S’expliquant sur cette nouvelle donne, il déclare devant une foule de pères de familles soulagés : « Dès que nous avons été informés de la situation qui prévalait à Mbour 4 extension, nous avons tenu à prendre langue avec les autorités concernées qui pouvaient prendre des initiatives et poser des actes concrets allant dans le sens de stabiliser, de calmer la situation et d’ouvrir des perspectives d’échanges, de dialogue pour permettre qu’il y ait des solutions durables. Nous avons obtenu des autorités la décision d’arrêter les démolitions, mais nous sommes aussi porteurs d’un message auprès des populations et c’est pourquoi nous avons prévu de rencontrer leurs représentants, pour aller au fond des choses. Il s’agit en définitive de voir comment trouver les bonnes perspectives et régler définitivement ce problème. Le Président leur avait promis une régularisation des parcelles où ils ont déjà construit leurs maisons et nous ferons tout pour que cette promesse soit tenue.»
THIERNO BOCOUM PRESIDENT DU MOUVEMENT AGIR «CES PERES ET MERES DE FAMILLES NE MERITENT PAS UN TEL SORT, DEVANT LEUR PROGENITURE»

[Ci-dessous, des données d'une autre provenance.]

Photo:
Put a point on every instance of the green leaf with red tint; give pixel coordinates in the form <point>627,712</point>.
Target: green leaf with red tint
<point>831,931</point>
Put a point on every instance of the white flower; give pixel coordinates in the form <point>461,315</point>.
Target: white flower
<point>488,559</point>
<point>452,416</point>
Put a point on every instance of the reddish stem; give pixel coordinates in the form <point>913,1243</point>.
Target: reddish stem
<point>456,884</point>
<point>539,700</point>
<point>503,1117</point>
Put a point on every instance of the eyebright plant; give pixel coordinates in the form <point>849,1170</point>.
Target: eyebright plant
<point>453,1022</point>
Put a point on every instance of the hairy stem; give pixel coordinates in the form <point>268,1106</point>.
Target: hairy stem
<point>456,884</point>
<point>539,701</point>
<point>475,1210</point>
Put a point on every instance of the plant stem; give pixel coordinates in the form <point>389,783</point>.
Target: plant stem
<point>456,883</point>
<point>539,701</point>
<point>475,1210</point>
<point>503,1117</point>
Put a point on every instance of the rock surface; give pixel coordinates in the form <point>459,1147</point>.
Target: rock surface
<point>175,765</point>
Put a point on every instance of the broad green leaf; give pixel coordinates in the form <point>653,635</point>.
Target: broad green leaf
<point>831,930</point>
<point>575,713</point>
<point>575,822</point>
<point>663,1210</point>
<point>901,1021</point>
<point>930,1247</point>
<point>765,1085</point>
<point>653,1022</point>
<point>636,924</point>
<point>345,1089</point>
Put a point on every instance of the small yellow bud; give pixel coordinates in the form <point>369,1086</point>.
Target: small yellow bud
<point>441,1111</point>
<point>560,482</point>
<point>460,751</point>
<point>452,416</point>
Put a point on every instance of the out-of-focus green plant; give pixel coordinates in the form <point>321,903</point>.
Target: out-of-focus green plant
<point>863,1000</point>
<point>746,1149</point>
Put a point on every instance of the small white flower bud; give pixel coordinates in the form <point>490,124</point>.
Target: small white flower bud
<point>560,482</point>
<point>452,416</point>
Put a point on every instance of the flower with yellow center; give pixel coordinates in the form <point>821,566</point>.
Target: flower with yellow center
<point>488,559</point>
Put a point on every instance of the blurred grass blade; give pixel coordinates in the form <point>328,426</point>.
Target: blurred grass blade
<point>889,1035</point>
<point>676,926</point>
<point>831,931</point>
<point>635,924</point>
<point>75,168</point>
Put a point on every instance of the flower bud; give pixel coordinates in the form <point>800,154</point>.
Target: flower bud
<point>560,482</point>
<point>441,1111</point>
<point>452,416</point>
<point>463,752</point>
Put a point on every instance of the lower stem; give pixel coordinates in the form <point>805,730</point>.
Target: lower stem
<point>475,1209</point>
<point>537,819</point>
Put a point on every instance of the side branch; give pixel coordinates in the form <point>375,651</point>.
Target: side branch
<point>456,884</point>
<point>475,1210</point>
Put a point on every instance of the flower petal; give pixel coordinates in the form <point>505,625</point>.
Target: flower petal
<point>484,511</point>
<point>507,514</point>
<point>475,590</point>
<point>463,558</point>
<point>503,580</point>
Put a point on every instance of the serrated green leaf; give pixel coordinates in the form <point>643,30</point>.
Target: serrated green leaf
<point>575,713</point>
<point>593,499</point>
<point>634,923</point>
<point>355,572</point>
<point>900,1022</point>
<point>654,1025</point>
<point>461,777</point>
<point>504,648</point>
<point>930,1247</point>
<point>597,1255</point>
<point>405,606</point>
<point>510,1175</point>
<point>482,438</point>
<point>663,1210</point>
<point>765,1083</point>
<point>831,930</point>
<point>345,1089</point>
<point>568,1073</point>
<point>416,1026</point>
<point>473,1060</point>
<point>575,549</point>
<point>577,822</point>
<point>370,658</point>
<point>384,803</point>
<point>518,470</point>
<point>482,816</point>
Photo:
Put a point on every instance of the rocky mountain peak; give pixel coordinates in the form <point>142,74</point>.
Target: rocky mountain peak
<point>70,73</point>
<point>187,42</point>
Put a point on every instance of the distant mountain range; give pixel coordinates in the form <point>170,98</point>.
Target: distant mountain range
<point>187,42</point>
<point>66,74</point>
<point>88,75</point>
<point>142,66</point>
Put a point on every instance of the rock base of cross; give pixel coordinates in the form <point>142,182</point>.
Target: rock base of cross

Thierno Bocoum Président du mouvement Alliance Générationnelle pour les Intérêts de la République (AGIR) est allé hier au chevet des impactés des opérations de démolitions au niveau du quartier Mbour 4 extension de Thiès. Selon lui, ces pères et mères de familles ne méritent pas un tel sort devant leurs progénitures. Il poursuit : « Cet acte est ignoble, inhumain et fait peur dans un Etat de droit et de démocratie. Il faut défendre la dignité humaine et cette facilité à détruire les biens d’autrui, à humilier des pères de familles en les mettant dans des situations de précarité est inadmissible, incompréhensible, surtout dans ce contexte de pandémie de COVID19. D’ailleurs, tout au début de la crise sanitaire, le président de la République avait pris une décision allant dans le sens d’éviter que les défaillants de paiement de location ne soient mis dehors. Aujourd’hui il ne s’agit de payer, il ne s’agit pas d’un contentieux entre locataires et bailleurs, mais de maisons habitées qui ont été détruites et les habitants mis en dehors ». « Le message à travers cette opération serait-il de faire comprendre aux Sénégalais que les promesses du chef de l’État n’engagent que ceux qui y croient ? s’est-il interrogé, avant d’ajouter qu’un État fort, c’est aussi un État qui fait du respect de la parole donnée un principe immuable et que la promesse du président de la République doit être respectée. Pour lui, des constructions dites irrégulières devaient être arrêtées dès le début et les sites sauvegardés et un État fort, ce n’est pas un État qui se plaît à détruire, à humilier, à rabaisser des pères et mères de familles.